# Differentiation under the integral sign

1. Jun 8, 2012

### naaa00

1. The problem statement, all variables and given/known data

R(x) := ∫ exp ( -y^2 - x^2/y^2 ) dy

3. The attempt at a solution

I move the derivative operator inside the integral and differentiate with respect to x

R'(x) = ∫ [ - 2x/y^2 ] exp ( -x^2/y^2 - y^2 ) dy

Then I let: t = x/y and dy = - x/t^2 dt

R'(x) = 2 ∫ [ - x ] [ t^2 / x^2 ] exp ( t^2 - x^2/t^2 ) [ - x/t^2 ] dt

=> R'(x) = 2 R(x)

But that last part is supposed to be R'(x) = - 2 R(x) - I don't see why.

Then, it follows that this integrates to R(x) = Ae^(−2x) and x = 0 gives R(0) = √π. This last part I don't get it neither. From where the e^(-2x) came from?

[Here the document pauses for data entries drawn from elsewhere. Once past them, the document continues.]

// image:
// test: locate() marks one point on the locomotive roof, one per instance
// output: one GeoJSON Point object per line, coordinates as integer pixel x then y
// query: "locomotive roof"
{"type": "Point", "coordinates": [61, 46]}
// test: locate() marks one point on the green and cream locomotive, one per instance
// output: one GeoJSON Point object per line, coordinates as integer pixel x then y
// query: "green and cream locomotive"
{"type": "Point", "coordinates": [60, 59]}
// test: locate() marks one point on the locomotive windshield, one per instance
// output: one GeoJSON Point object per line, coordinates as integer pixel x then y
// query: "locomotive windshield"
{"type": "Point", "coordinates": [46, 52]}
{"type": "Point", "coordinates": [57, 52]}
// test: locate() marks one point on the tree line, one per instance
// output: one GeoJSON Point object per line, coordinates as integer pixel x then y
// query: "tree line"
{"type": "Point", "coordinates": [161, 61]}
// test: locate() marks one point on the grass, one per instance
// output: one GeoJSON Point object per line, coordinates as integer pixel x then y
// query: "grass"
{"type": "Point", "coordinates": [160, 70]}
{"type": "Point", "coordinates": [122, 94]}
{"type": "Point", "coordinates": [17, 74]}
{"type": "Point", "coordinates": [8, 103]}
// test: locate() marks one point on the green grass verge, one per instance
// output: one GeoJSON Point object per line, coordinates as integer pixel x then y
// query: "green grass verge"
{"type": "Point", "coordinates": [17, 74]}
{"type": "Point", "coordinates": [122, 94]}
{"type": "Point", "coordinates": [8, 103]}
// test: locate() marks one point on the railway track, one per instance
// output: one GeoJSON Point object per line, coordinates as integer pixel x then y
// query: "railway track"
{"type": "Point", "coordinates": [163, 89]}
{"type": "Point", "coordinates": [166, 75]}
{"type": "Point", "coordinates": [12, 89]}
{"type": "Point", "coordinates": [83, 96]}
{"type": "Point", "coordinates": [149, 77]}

Any help is very appreciated.

2. Jun 8, 2012

### Ray Vickson

I also get R'(x) = 2*[R(x) + c], where c is a constant of integration. Here are the steps, done in Maple 11 (with output written in LaTeX):

R:=Int(exp(-x^2/y^2-y^2),y);
$$R = \int e^{\left(\displaystyle -\frac{x^2}{y^2} - y^2\right)} \, dy$$
Rp:=diff(R,x);
$$Rp = \int -\frac{2x}{y^2} e^{\left(\displaystyle -\frac{x^2}{y^2} - y^2\right)} \, dy$$
changevar(x/y=t,Rp);
$$\int e^{\left(\displaystyle -\frac{x^2}{t^2} - t^2\right)} \, dt$$

RGV

3. Jun 8, 2012

### naaa00

I just realize that I didn't consider the limits of integration... The limits are from 0 to infinity...

but still something must be wrong...

4. Jun 8, 2012

### Muphrid

Yeah, the negative probably comes in from having to flip the limits of integration when you transform to the varaible t.

5. Jun 8, 2012

### HallsofIvy

Staff Emeritus
Does "exp(-y^2- x^2/y^2)" mean $e^{-y^2- (x^2/y^2)}$ or $e^{(-y^2- x^2)/y^2}$.

6. Jun 8, 2012

### naaa00

Hello Halls,

The one in the middle.

7. Jun 8, 2012

### SammyS

Staff Emeritus
So the definition of R(x) is:
$\displaystyle R(x) := \int_{0}^{\infty} e^{\left( -\frac{x^2}{y^2} - y^2\right)} \, dy$​
That explains why R is not a function of y.